• dincilerden değil din tüccarlarından kurtulması gereken ülke.

    avrasya tüneli yerine anadolu'ya okul(lar) gerek işte çözüm bu kadar basit.

    edit; atatürk
  • akıl ve mantığa dayalı, herkesin ayrı ayrı yeteneklerine uygun bir öğrenim görmesi için köklü bir eğitim reformu. herhangi bir şeyde üstün yeteneği olmayan kişilere ise tek bir alana yoğunlaşması için gereken farkındalık yaratılmalı ve kişiyi tek bir şeye yönlendirmeli bu eğitim sistemi.

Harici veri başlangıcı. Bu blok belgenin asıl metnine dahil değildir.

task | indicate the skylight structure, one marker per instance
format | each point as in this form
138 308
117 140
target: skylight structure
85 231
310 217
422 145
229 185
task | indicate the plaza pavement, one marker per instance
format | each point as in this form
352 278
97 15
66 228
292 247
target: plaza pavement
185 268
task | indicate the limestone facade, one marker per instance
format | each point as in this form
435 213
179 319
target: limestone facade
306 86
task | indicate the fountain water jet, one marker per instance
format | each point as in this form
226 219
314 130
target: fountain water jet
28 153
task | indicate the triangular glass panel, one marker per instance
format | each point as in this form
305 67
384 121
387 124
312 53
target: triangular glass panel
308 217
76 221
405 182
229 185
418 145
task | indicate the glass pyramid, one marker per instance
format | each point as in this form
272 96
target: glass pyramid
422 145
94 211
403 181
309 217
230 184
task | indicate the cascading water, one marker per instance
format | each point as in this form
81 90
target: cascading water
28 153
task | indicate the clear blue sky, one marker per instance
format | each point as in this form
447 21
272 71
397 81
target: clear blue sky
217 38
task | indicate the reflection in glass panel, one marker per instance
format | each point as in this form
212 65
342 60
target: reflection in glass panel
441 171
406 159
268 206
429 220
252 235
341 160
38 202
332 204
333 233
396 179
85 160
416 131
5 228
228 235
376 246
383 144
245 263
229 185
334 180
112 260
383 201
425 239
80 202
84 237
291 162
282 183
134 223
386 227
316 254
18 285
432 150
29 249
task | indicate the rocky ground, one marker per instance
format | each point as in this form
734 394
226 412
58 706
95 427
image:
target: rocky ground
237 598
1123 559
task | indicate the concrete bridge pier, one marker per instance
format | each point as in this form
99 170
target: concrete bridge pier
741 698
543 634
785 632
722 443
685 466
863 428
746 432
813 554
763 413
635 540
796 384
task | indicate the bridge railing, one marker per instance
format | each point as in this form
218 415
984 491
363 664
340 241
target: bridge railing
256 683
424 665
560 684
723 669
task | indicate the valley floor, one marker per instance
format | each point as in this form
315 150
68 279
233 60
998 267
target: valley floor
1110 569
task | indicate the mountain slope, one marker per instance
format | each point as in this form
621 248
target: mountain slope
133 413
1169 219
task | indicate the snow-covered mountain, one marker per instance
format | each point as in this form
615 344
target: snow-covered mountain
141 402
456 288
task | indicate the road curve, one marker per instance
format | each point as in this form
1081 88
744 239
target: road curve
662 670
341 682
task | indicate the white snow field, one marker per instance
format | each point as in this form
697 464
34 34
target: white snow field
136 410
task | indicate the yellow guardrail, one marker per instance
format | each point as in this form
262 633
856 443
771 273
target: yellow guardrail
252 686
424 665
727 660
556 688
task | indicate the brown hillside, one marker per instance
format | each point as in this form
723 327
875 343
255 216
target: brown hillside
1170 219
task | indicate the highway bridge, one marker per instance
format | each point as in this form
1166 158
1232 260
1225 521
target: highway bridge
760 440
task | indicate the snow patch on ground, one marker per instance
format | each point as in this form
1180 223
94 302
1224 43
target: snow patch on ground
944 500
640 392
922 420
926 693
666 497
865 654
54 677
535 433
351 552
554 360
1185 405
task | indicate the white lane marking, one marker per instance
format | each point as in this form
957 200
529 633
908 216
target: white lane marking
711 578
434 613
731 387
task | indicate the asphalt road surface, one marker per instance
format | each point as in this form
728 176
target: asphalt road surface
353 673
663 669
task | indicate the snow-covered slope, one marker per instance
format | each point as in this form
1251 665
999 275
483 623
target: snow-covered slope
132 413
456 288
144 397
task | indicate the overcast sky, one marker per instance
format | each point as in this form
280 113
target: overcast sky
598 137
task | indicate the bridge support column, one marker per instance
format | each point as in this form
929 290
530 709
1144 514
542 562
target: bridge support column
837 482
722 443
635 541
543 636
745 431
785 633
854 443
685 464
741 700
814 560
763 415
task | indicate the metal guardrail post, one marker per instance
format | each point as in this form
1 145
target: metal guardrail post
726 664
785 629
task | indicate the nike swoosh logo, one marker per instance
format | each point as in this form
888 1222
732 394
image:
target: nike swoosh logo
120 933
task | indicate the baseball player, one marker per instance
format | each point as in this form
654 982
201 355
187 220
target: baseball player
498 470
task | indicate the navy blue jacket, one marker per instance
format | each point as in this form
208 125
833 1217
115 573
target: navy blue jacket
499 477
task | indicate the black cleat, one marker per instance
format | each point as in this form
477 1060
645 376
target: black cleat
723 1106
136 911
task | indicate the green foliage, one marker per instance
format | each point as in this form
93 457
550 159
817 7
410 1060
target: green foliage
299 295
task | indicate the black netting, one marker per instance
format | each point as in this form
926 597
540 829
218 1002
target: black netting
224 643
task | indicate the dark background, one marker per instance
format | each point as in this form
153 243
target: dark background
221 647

    tüm inançların veya inançsızlığın özel hayata taşınması, kamuoyunu hiçbir şekilde meşgul etmemesi gerekmektedir.

    demokrasi evrenimizde ifade özgürlüğünü çıkarabildiğimiz kadar yukarıya çıkarmalı ve özellikle her görüşün "dinlenmeye değer" olduğunu aklımızdan asla çıkarmayıp toplumsal mutabakata varmamız gerekir. parlamento sisteminde her grubun belli bir kitleyi temsil ettiği gerçeği önümüzde bir sur gibi dursa da yine göstermelik olarak birbirlerine muhalefet yapıp uygulamada orta yol bulunmalıdır. zira halkımızın ayrıntılara pek takıldığı söylenemez.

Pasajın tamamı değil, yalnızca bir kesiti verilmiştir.